Sensitivity and specificity are also respectively called the \textit{TPR} (True Positive Rate) and the \textit{FPR} (False Positive Rate), which are the values used in a ROC analysis, see %TODO put ref to ROC section

\paragraph{Lift}

The \textit{lift} is defined as

$$
l = \frac{\frac{TP}{TP + FN}}{\frac{TP + FP}{TP + FN + FP + TN}} \ ,
$$

and is a ratio between the recall (ratio of correctly classified positive samples) and the ratio of positively classified samples in the whole dataset.

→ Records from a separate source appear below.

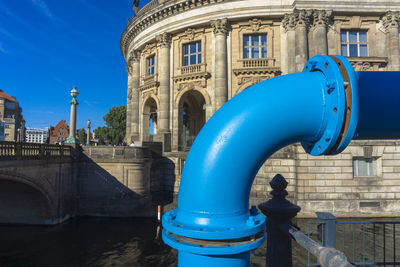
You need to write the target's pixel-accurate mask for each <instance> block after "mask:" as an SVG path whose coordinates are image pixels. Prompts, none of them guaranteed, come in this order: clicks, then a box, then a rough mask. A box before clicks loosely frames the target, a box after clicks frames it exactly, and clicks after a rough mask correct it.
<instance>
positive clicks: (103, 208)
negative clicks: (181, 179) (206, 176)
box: [78, 144, 175, 217]
mask: <svg viewBox="0 0 400 267" xmlns="http://www.w3.org/2000/svg"><path fill="white" fill-rule="evenodd" d="M79 168H80V170H79V182H78V195H79V208H78V215H89V216H109V217H153V216H156V215H157V205H166V204H168V203H170V202H172V199H173V196H172V194H173V186H172V189H169V188H170V186H169V184H170V183H171V180H172V181H173V182H174V181H175V176H174V168H175V166H174V163H173V162H172V161H171V160H169V159H167V158H164V157H162V152H161V146H157V145H154V144H152V145H151V146H148V147H106V146H105V147H101V146H100V147H99V146H97V147H84V148H83V152H82V153H81V157H80V160H79Z"/></svg>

The lift measures the strength of the classifier on the basis of the positive ($1$) samples which are correctly predicted. It is a metrics typically used in marketing % TODO continue from page 2/4, the example and so on

%TODO ROC here?

\paragraph{F-score}

In general, a \textit{F-score} is defined as 

$$
F_\beta = (1 + \beta^2)\frac{pr}{\beta^2p + r} \ \ \beta > 0, \beta \in \mathbb{R}
$$

The most commonly seen metric in this class is the \textit{F1-score}, which is just the harmonic mean of precision and recall:

$$
F_1 = 2 \frac{pr}{p + r}
$$

The F-score furnishes a way to weigh precision and recall differently: while the F1-score weighs them equally, the F2-score
gives more weight to the precision and the F0.5-score does the reverse, for instance.

## Per-class Accuracy

The accuracy specified above is an example of a microaverage: all classes are treated on the same ground and this means that the information about the classification error in each is hidden. 

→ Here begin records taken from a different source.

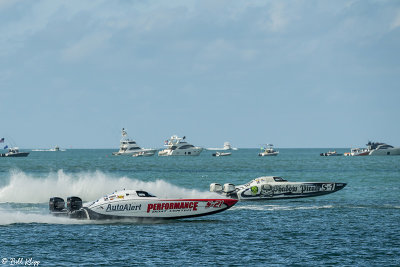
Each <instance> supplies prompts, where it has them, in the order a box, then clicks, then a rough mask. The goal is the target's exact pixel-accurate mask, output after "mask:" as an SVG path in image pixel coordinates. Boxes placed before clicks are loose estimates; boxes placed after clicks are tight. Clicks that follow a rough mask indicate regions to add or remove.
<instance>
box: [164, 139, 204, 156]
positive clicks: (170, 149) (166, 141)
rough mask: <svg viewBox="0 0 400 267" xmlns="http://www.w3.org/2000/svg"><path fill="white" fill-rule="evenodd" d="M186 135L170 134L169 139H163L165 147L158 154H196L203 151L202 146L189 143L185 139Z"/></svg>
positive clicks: (186, 154)
mask: <svg viewBox="0 0 400 267" xmlns="http://www.w3.org/2000/svg"><path fill="white" fill-rule="evenodd" d="M185 139H186V136H184V137H182V138H181V137H178V136H177V135H173V136H171V138H170V139H169V140H165V142H164V145H165V146H166V147H167V148H166V149H164V150H161V151H159V152H158V155H159V156H198V155H200V153H201V152H202V151H203V148H202V147H197V146H194V145H191V144H189V143H187V142H186V141H185Z"/></svg>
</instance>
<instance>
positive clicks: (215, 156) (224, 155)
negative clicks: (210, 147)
mask: <svg viewBox="0 0 400 267" xmlns="http://www.w3.org/2000/svg"><path fill="white" fill-rule="evenodd" d="M212 155H213V156H214V157H222V156H230V155H232V153H229V152H219V151H217V152H215V153H213V154H212Z"/></svg>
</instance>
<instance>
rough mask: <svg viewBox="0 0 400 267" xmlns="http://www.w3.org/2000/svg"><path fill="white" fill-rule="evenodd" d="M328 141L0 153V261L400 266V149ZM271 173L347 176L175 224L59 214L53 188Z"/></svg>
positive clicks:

The per-class accuracy, on the other hand, is a macroaverage metric, and furnishes the average of the ratios of correctly classified samples per each of the classes. 

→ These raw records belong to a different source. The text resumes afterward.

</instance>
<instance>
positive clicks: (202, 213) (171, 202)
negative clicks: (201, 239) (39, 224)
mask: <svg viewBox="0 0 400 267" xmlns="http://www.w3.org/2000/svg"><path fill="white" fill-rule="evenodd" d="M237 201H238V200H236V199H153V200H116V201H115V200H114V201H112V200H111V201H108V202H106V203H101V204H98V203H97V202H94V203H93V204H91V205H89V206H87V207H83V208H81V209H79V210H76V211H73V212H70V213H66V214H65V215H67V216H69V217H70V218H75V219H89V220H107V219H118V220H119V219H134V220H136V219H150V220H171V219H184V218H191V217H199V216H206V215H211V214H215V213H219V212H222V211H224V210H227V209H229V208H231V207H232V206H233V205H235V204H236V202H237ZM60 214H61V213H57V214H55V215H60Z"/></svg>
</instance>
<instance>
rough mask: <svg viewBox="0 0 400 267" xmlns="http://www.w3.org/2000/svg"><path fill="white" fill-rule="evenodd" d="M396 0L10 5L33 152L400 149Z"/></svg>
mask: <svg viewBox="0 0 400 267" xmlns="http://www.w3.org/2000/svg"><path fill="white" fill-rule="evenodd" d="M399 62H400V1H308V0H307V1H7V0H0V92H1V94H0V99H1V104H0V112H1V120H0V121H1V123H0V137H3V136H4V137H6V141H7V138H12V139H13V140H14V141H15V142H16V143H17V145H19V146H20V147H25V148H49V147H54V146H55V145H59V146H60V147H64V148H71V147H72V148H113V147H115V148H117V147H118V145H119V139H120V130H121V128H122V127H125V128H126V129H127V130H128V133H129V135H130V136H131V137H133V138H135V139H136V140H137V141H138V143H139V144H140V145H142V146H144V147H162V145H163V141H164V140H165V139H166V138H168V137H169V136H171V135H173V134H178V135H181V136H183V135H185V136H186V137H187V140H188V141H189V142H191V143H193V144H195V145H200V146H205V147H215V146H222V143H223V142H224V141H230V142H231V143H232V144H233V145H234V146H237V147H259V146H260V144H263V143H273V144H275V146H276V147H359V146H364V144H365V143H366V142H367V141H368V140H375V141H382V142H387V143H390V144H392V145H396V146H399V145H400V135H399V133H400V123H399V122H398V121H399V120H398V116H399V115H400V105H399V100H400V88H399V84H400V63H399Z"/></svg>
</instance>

This metric is particularly useful when classes are imbalanced as the accuracy alone may give a quite distorded picture as the class with the highest number of samples will dominate the statistics. It is typically a good idea to look at both things anyway.\newline

\textit{Example}

Let us assume that we have a binary classifier, tested on $100$ samples for class $1$ and $200$ samples for class $0$ and whose performance reports these results:

\begin{itemize}
	\item $TP = 80$;
	\item $FN = 20$;
	\item $FP = 5$;
	\item $TN = 195$
\end{itemize}

The accuracy gives $a = \frac{80 + 195}{80 + 20 + 5 + 195} = 0.91$, so quite high. But this masks the fact that actually class $1$ has a misclassification rate of $20/100$ (class $0$ has a misclassification rate of $5/200$, so quite small). In terms of accuracies per class (the complements of these missclassification rates), class $1$ has $a_1 = 0.8$ and class $0$ has $a_0 = 0.975$, so that the per-class accuracy is 

$$
a_p = \frac{1}{2} \left(0.8 + 0.975 \right) = 0.88
$$

\paragraph{Log-loss}

This metric can be used when the probability of the classification of each sample is accessible and is defined as

$$
L = \frac{1}{N} \sum_{i=1}^N \left[ y_i \log p_i + (1 - y_i) \log (1-p_i) \right] \ ,
$$

where $N$ is the number of samples, $y_i \in {0, 1}$ is the class of sample with index $i$ and $p_i$ its classification probability.

The log-loss is the cross-entropy between the distributions of true labels and the predictions. %TODO cross-entropy reference 
and is a measure of the unpredictability, factoring the noise coming from using a predictor rather than the true labels. The log-loss is then meant to be small.